I was worried when I saw that it had a custom license, but it turns out it's just a slightly modified MIT license, requiring credit if your project gets big enough. This truly is open source.

I remain of the opinion that it is likely (but not guaranteed) that courts will find "training models" to not be a sufficiently creative endeavour to merit copyright protection. "Throwing a bunch of data into the GPU blender and doing massive least squares" isn't IMO more creative than scanning a painting, compressing the works of Shakespeare with gzip, or having a monkey press the camera shutter.

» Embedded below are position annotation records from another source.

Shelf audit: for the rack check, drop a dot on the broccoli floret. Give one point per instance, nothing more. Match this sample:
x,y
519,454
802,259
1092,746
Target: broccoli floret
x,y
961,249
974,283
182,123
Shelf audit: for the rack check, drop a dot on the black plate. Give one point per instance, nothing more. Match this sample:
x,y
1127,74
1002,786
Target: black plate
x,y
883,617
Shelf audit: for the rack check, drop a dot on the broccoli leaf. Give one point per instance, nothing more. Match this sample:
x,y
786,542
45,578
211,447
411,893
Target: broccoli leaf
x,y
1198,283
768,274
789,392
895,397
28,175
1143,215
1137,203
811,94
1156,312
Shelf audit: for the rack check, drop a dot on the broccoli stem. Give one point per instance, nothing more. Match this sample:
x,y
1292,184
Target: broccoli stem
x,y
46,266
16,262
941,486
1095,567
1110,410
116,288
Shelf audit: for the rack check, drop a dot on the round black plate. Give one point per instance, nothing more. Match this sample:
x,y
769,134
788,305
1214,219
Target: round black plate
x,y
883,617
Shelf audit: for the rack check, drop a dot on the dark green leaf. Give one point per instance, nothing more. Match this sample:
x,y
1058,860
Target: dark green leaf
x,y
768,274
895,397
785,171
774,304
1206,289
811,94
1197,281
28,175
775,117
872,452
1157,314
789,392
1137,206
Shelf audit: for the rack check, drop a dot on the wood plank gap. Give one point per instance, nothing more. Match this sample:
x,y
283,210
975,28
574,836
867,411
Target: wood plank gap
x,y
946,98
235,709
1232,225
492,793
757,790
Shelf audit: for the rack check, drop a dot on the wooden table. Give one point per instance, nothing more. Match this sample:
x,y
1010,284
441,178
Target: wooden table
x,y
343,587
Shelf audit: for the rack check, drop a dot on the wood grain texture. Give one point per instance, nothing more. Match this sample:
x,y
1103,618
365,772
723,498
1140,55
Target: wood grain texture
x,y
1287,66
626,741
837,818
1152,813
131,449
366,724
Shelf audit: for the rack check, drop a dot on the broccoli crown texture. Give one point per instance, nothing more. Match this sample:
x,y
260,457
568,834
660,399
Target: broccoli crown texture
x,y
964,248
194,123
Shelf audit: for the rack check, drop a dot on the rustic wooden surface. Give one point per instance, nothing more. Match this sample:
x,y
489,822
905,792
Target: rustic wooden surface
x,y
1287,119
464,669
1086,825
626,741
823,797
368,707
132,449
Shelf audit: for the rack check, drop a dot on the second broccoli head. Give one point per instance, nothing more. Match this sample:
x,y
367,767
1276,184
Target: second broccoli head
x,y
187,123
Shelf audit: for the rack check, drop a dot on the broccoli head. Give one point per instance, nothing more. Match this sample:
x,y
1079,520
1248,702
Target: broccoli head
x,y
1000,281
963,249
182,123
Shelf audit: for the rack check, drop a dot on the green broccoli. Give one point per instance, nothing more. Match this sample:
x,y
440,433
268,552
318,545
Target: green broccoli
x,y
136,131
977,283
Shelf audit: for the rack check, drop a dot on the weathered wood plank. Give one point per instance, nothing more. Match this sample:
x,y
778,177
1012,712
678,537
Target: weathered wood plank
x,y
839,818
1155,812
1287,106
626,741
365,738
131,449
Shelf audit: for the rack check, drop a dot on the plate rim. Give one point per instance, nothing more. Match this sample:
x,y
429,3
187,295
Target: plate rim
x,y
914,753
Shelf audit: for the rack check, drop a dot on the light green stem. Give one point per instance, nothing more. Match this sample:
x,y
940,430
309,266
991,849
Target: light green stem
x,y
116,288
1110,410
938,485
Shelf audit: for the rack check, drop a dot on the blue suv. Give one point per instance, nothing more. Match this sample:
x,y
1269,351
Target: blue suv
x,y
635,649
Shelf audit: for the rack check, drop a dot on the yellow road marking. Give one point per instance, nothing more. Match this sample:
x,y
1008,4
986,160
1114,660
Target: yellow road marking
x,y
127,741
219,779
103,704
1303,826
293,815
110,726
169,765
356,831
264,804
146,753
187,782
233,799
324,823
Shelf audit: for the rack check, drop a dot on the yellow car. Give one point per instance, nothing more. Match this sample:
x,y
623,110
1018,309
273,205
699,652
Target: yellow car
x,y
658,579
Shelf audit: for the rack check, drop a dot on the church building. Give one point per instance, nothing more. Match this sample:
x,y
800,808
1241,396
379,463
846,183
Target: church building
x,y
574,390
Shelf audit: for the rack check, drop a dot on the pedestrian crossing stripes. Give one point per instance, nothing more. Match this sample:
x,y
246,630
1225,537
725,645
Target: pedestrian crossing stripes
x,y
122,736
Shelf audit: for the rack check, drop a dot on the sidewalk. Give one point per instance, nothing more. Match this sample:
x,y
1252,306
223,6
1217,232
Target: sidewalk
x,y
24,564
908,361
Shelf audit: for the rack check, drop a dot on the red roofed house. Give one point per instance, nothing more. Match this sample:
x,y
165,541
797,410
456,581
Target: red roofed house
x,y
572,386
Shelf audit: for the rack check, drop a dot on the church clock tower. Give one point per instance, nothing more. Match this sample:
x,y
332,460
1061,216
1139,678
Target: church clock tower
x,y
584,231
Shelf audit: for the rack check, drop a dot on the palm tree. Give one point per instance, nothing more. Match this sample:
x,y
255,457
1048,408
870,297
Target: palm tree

Well, I don't really understand American law but it seems to me that Anthropic has set the precedent of LLM pretraining corpora being essentially immune to copyright claims. Anthropic's models are, ironically, the most paranoid about reproducing copyrighted material.

The Anthropic case there is focused on "Is it a copyright violation to train models on copyrighted data without licensed distribution?", which is an interesting question, but my comment is more on the separate "Is the resulting model I've trained something I can claim copyright over?" question.

Sorry, misunderstood you. I don't think we've seen anyone seriously defend having stolen or distilled someone's model. My bet is the precedent will depend on who/whom and lawyer muscle rather than fundamentals of the situation.

The closest I'm aware of is the nominal academic license of Facebook's llama models that seems to have been largely ignored once they were out in the wild. At the time, Meta was trailing a bit, and it probably helped their mindshare overall, but they didn't bring any court cases that I'm aware of either.

OTOH, it’s established that collections of data (such as phonebooks) can be copyrighted. None of the individual data items are under copyright, but the collection itself is.

A lot of the grognards over on HN don't think it counts, but they're the type who wouldn't accept blowjobs in heaven if the angels weren't Apache licensed.

As one such grognard I think the idea was sound but that it's poorly worded for the long term and opens one to lawsuits about the more vague components (what does prominent mean?)

Likely inconsequential in the long run, but still bad practice. Even as I perfectly understand why they did it.